Графу не спалось. Отослав слугу спать, он вышел в сад. Старое венгерское туманило его голову и волновало кровь. Пробираясь липовыми и кленовыми аллеями в глубину сада, он раз десять твердил одну и ту же венгерскую поговорку, касающуюся этого старого, любимого в Польше напитка:
– Нет напитка, кроме вина! Нет вина, кроме венгерского! Нет венгерского вина, кроме того, которое воспитано в Польше!
Повторяя это, граф насвистывал и чувствовал, что он еще не скоро покончит с любимым напитком. В жилах его еще текла горячая кровь. Графу Ромуальду было ровно пятьдесят лет, но он был бодр, здоров, румянец не сходил еще с его щек, и еще ни одна сединка не пробралась в его голову и в его длинный ус. Он глядел молодцом и красавцем. Он был вдов. Не одна маменька, имевшая взрослых дочерей, смотрела на графа с тайной, смутной надеждой, но граф решил остаться одиноким вдовцом. На это у него были какие-то свои причины, о которых никто не знал.
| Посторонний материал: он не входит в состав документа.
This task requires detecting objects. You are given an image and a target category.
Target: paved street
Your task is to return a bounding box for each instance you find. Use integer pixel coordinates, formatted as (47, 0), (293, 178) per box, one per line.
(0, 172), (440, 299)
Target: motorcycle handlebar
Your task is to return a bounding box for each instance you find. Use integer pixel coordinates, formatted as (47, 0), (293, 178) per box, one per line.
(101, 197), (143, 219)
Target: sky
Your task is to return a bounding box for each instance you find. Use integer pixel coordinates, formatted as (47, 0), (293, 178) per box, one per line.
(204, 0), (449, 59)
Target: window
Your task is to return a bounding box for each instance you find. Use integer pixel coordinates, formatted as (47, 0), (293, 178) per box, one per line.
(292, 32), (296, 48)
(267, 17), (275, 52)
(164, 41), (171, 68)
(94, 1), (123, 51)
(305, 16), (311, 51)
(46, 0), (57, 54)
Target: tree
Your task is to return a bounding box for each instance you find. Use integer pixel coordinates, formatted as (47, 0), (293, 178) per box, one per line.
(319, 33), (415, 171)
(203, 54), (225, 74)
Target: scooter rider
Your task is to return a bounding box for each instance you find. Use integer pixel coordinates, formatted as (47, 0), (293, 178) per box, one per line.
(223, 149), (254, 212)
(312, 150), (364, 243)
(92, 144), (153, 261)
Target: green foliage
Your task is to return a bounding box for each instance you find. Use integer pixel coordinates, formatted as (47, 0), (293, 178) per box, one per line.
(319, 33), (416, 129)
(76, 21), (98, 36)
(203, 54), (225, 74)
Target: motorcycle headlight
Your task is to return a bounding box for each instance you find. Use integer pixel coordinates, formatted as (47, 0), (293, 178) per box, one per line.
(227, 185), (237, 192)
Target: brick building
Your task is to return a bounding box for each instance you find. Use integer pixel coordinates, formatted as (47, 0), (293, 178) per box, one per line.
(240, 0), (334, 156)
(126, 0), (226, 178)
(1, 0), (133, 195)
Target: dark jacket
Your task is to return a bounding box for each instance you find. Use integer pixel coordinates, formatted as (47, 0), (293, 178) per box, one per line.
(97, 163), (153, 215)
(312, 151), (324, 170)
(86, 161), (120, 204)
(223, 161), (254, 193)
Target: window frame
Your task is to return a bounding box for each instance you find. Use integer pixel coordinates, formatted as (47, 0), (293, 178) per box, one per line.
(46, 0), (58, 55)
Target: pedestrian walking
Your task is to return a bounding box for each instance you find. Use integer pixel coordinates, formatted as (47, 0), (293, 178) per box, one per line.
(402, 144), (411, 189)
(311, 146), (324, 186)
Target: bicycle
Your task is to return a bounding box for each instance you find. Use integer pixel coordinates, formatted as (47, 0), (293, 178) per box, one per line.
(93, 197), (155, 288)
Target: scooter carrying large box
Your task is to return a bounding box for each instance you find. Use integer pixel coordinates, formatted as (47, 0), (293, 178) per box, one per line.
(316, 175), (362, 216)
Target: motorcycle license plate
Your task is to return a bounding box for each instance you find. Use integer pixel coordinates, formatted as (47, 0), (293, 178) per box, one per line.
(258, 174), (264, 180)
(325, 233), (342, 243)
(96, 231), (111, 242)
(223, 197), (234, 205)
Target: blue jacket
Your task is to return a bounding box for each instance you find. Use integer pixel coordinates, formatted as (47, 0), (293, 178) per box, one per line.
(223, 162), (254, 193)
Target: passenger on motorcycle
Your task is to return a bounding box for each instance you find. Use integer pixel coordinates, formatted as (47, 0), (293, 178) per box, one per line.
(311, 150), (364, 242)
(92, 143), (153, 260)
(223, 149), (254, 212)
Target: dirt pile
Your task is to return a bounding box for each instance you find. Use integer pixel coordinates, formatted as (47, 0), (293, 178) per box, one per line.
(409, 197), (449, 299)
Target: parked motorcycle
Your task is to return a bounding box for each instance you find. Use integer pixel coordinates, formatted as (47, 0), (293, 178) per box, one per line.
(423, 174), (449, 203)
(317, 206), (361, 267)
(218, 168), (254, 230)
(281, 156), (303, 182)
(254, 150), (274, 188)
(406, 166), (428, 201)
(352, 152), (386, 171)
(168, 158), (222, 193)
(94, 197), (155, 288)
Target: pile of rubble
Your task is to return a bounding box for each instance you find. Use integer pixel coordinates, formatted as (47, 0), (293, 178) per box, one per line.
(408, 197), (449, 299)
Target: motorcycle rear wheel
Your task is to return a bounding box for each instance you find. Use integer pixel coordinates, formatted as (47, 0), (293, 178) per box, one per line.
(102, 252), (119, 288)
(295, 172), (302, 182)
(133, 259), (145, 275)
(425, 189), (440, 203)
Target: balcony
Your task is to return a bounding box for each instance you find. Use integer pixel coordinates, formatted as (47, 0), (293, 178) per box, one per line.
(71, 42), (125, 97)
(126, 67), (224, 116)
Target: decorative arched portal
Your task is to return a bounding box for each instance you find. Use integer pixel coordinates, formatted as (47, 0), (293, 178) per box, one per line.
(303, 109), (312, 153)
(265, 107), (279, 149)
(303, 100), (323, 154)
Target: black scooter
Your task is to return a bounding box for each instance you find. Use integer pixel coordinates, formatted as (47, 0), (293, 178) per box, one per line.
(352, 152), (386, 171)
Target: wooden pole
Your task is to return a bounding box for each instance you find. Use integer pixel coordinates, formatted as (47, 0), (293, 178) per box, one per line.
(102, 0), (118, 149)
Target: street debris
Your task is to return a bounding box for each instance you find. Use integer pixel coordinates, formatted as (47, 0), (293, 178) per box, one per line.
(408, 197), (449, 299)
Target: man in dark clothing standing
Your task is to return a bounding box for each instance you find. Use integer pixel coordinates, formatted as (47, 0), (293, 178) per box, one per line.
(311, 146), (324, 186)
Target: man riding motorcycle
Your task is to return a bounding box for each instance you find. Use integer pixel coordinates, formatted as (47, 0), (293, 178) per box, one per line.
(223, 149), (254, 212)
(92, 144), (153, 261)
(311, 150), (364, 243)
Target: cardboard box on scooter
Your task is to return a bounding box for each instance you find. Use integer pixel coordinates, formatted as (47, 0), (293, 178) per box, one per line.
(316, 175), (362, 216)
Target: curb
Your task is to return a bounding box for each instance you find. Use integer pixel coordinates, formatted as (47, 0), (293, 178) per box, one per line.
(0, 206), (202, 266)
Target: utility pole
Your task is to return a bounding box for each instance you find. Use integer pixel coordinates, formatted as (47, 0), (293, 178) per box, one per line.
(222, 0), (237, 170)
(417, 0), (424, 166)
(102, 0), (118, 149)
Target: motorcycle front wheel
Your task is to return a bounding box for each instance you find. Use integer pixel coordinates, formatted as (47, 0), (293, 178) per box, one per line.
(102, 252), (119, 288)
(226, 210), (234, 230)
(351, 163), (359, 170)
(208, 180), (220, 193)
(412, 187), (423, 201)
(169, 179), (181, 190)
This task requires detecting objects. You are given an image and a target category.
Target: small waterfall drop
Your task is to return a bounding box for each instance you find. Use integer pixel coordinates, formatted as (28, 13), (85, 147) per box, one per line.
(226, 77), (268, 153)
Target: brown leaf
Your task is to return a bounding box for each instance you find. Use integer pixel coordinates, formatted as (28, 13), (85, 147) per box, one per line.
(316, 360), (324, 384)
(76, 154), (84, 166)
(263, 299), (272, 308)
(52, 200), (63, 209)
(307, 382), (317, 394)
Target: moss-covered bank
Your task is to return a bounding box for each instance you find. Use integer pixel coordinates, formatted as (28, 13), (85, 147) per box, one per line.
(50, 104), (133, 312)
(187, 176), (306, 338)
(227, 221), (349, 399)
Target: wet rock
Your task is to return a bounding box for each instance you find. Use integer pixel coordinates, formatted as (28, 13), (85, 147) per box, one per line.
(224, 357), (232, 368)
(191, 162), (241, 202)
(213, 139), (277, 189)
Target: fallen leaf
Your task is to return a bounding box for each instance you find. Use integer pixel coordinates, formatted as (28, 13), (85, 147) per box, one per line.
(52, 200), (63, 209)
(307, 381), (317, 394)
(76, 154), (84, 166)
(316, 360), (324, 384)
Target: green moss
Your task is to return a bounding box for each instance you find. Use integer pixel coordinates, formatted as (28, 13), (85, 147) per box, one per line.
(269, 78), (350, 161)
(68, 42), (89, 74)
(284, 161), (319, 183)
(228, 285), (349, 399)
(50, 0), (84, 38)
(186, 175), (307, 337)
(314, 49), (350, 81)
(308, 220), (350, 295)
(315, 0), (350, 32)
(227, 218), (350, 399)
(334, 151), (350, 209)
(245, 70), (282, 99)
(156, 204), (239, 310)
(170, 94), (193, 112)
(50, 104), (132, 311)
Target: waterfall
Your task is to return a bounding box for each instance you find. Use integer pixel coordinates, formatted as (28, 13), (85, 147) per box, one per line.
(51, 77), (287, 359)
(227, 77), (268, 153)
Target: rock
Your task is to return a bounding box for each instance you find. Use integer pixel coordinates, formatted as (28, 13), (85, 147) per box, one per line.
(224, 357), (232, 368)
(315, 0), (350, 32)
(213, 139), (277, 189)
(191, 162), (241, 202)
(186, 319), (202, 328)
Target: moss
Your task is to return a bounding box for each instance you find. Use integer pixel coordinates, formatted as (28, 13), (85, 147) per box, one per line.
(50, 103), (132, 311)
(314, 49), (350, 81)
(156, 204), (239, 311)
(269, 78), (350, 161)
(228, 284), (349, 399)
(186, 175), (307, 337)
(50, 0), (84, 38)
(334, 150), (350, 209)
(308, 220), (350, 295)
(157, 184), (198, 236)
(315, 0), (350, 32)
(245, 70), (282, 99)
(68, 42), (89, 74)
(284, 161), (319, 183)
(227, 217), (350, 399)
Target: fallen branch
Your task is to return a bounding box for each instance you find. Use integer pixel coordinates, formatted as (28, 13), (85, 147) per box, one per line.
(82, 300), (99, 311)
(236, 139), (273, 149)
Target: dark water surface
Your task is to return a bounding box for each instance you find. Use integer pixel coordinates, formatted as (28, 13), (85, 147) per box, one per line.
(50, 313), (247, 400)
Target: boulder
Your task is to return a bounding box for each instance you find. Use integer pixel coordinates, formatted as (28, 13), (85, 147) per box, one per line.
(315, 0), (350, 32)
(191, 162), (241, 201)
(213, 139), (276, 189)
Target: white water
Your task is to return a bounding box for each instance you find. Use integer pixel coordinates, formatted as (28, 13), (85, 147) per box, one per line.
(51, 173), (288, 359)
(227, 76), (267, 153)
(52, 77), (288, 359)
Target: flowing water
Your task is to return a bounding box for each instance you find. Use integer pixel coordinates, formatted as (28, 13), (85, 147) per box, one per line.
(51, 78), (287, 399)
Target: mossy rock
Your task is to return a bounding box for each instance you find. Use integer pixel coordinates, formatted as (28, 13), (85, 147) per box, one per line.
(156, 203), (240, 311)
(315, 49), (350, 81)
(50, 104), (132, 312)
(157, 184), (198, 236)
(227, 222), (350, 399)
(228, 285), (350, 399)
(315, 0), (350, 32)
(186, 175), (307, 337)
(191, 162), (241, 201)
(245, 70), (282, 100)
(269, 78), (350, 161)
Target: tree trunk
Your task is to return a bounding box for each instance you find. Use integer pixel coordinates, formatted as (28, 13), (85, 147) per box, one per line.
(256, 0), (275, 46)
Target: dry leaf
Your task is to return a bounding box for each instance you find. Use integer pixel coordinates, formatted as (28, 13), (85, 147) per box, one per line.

Граф много шалил на своем веку, дрался даже раз шесть на дуэли из-за каких-то вольных красавиц Варшавы и Парижа, и эта привычка к шалости еще не угасла в нем.
Заря занималась все более и более. Висевший над Березиной туман редел. Какая-то птичка проснулась первая над самой головой графа в ветвях громадного вяза и запела с такой торопливостью, как будто старалась скорее отделаться. Вокруг графа все было пусто. На пути ему попадались одни влажные от росы скамейки. Потянуло холодом – графа обдало дрожью, но он продолжал углубляться и был уже в парке. На повороте одной дорожки, сквозь деревья, ему кинулась в глаза освещенная зарею часть какого-то домика. Граф совершенно машинально начал приближаться к домику и припомнил, что он в нем поместил хорошенькую певицу. Легкая улыбка скользнула по губам графа, он повернул и хотел было идти назад, но остановился в раздумье и пошел дальше. Первые лучи солнца уже пробрались в парк и, сквозя между деревьями, ложились яркими полосами на землю. В траве закипела жизнь. Граф медленно двигался к дому, не то в раздумье, не то в каком-то благодушном настроении счастливого здоровьем человека. Ему дышалось легко. К домику певицы, потонувшему в зелени, с более крупной дорожки вела дорожка узенькая с кустами жасмина по сторонам. Только что граф повернул на эту дорожку, как лицом к лицу встретился с Улей. Граф, удивленный, остановился. Уля немного перепугалась. Она смотрела на графа – и из больших глаз ее светились лучи доброго и робкого света.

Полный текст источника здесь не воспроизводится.